After three to four minutes, another terrorist intervened, and the guard Braslavski had assaulted was taken to a hospital.

“The following day was the second darkest of my life after Oct. 7. It is etched in my memory, soul, and body. The lead terrorist decided to punish me harshly for my actions, and from that point, I entered a cycle of relentless abuse,” he said.

Braslavski stated that afterward, he was allowed to sleep for no more than an hour and a half per day in short intervals.

“They would strike me with whatever was at hand. I endured severe torture, restraints, and sexual abuse. They did everything possible to harm me. My body is still covered in scars. After four months of torture, I was clinically dead, eyes rolling back and passing out.
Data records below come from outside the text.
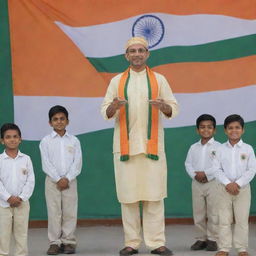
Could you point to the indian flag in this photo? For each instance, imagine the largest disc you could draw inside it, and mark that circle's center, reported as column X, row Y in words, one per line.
column 65, row 52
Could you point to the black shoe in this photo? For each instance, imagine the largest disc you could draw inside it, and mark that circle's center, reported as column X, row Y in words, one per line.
column 162, row 251
column 211, row 246
column 128, row 251
column 54, row 249
column 198, row 245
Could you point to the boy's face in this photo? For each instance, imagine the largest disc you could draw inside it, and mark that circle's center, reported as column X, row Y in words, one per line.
column 206, row 129
column 234, row 131
column 11, row 139
column 59, row 122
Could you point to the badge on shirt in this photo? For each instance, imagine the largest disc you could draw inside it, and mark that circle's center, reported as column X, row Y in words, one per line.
column 243, row 156
column 24, row 171
column 70, row 149
column 213, row 154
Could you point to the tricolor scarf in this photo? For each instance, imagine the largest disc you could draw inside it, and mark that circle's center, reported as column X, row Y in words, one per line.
column 153, row 115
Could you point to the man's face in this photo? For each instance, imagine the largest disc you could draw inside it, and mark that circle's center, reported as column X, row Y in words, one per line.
column 206, row 129
column 59, row 122
column 137, row 55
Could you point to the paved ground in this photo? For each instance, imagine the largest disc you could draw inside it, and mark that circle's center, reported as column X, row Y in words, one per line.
column 107, row 241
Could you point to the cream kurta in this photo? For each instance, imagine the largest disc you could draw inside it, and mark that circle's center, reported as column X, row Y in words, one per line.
column 139, row 179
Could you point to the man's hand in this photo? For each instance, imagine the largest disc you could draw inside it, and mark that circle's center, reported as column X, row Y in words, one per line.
column 14, row 201
column 63, row 184
column 114, row 106
column 162, row 106
column 201, row 177
column 232, row 188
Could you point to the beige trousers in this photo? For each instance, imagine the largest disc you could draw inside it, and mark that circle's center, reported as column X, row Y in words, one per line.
column 14, row 220
column 204, row 210
column 238, row 207
column 153, row 224
column 62, row 212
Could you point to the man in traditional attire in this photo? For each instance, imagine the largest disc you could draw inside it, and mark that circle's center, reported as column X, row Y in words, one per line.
column 137, row 99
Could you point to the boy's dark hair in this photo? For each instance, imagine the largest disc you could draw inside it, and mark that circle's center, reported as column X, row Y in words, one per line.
column 57, row 109
column 9, row 126
column 205, row 117
column 233, row 118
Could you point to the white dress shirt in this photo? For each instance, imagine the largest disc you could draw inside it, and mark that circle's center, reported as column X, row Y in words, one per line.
column 235, row 164
column 200, row 158
column 16, row 177
column 138, row 110
column 61, row 156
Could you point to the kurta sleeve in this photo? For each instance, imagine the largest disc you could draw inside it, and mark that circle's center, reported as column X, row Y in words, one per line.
column 167, row 95
column 111, row 93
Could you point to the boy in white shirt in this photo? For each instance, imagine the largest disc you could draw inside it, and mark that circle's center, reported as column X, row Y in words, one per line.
column 17, row 182
column 62, row 162
column 199, row 163
column 235, row 167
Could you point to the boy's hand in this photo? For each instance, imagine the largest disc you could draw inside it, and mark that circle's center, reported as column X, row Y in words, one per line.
column 14, row 201
column 232, row 188
column 201, row 177
column 62, row 184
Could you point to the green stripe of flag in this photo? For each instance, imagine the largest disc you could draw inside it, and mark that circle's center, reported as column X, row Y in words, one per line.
column 6, row 92
column 217, row 51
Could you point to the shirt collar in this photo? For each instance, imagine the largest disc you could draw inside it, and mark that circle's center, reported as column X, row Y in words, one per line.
column 55, row 134
column 209, row 142
column 238, row 144
column 18, row 155
column 138, row 73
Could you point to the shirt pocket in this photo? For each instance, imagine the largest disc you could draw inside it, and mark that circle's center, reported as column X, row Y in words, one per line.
column 70, row 149
column 23, row 174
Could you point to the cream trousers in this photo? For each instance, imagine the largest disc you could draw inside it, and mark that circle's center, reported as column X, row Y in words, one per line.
column 14, row 221
column 62, row 212
column 152, row 221
column 238, row 207
column 204, row 210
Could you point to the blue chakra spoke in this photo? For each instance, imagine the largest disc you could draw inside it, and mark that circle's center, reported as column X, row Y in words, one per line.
column 151, row 27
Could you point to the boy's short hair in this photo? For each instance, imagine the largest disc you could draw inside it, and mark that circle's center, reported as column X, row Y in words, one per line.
column 9, row 126
column 205, row 117
column 233, row 118
column 57, row 109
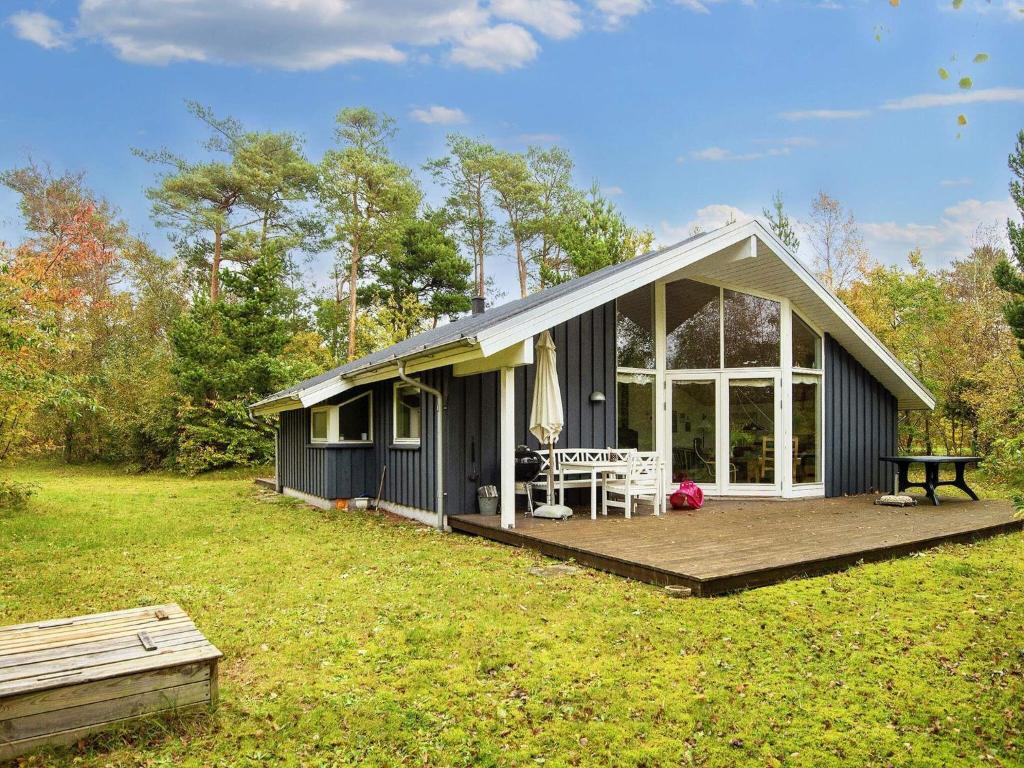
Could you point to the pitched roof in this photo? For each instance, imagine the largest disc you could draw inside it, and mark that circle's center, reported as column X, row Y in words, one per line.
column 508, row 324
They decided to stop the violence and brought doctors to treat me with injections and resumed feeding me,” he added.

During Operation Gideon’s Chariots, which commenced in May 2025 with the aim of defeating Hamas and securing hostage releases through military pressure, Braslavski said the terrorist supervising his guards was injured and lost a family member, triggering another round of torture and starvation.

“I weighed 49 kilos (108 pounds), and the senior terrorist, who weighed 90 kilos (198 pounds), would jump on my neck trying to break it. I was on the brink of death again. That was when the propaganda video featuring me was released, and the marks of abuse on my body were visible. My bones were protruding. I could no longer use the bathroom normally. My body was shutting down. I was close to death, and that is when President Donald Trump became involved,” he told Digital.

As negotiations for a deal progressed, Braslavski said his condition slowly improved until his release in October 2025 following 738 days in captivity.

He stated that his faith is what sustains him now that he is free.

“I have a dark past, but I must have a bright future. I want to forget what happened, though I cannot. God gave me back my life as a gift—not just once, but twice. I must do the bare minimum, which is to live, rehabilitate myself, and move on,” he said.